A saturated fat has no carbon-carbon double bond. A monosaturated fat has a single carbon-carbon double bond in one or more of the carboxylic acids and a polysaturated fat has 2 or more carbon-carbon double bonds in the carboxylic acid moieties. Trimyristin does not possess any carbon-carbon double bonds and can therefore be classified as a saturated fat. Using the older procedure of sudden cooling, as in cooling directly in the ice bath, the crystals observed would be smaller and temporary. This is because if you cool it too quickly, there is a chance that more precipitate would form in place of crystals and the precipitate would not catch in the filter paper. Thus, the yield would be very small.

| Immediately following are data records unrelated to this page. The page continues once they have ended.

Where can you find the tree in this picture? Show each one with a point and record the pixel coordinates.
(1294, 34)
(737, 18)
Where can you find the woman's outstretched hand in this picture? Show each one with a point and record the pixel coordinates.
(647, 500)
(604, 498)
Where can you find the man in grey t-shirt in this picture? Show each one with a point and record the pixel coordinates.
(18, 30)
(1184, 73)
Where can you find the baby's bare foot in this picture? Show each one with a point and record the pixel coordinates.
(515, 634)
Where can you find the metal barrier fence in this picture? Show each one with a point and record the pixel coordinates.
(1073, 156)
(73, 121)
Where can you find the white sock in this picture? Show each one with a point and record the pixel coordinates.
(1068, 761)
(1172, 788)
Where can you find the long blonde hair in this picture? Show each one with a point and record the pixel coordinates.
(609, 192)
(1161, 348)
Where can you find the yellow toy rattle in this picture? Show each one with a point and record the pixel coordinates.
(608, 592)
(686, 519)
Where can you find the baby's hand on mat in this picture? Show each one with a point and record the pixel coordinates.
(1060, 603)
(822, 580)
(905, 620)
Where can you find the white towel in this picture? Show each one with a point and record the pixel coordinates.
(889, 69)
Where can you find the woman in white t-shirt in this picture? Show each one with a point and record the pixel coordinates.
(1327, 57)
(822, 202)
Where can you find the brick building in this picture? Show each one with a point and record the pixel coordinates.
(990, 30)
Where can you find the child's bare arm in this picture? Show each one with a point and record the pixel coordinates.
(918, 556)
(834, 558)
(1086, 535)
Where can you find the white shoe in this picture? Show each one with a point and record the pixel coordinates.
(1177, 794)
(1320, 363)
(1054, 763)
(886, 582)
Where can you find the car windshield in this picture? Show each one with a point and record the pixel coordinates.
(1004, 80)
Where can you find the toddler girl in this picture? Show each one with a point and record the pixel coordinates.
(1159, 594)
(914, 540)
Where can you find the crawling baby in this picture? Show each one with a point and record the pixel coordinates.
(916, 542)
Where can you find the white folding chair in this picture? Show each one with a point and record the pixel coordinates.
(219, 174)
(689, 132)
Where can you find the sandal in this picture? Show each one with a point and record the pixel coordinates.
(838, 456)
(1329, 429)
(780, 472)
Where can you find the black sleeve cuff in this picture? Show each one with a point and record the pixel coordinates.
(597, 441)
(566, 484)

Trimyristin and myristic acid were obtained through an extraction reaction using recrystallization and hydrolysis techniques with tert-butyl methyl ether and acetone. The products were primarily identified using melting points and their identity and purity was assessed. The observed melting point of once recrystallized trimyristin indicated an impure substance due to a wide 5 degree range of melting and a lowered melting point in comparison to the accepted melting point of trimyristin of 56–57 °C. In recrystallization, in order to obtain a pure compound, insoluble impurities are removed by dissolving the compound in a solute that has similar structural features then filtering out any insoluble impurities; thus, to further purify the impure trimyrisitin, as determined by the melting point, we had to recrystallize again to remove the impurities remaining in the compound. The twice recrystallized trimyrisitin resulted in a purer product as indicated by the small melting point range, 54-56°C; however, it should be noted that the observed melting point is still slightly lowered than the accepted melting point and could potentially indicate a still impure product. Myristic Acid was obtained from the once recrystallized trimyristin with a melting point of 49-52°C, with the accepted melting point of 54.4°C. The wide range and lowered melting point again indicate an impure compound. In order to improve the purity and yields, as indicated in the results section, of the products, we should allow the crystallized solution to cool completely to room temperature before submerging in the ice water bath. Not only will this result in larger crystal formation, but it would ensure that all the ether soluble components would dissolve before being put into the ice bath and thus the purity of the crystals would improve because the soluble dissolved impurities would be fully filtered out upon filtration. The purity and identity of the products were tested and the twice recrystallized trimyristin was determined to be pure; however, the once recrystallized trimyristin and myristic acid were determined to be impure.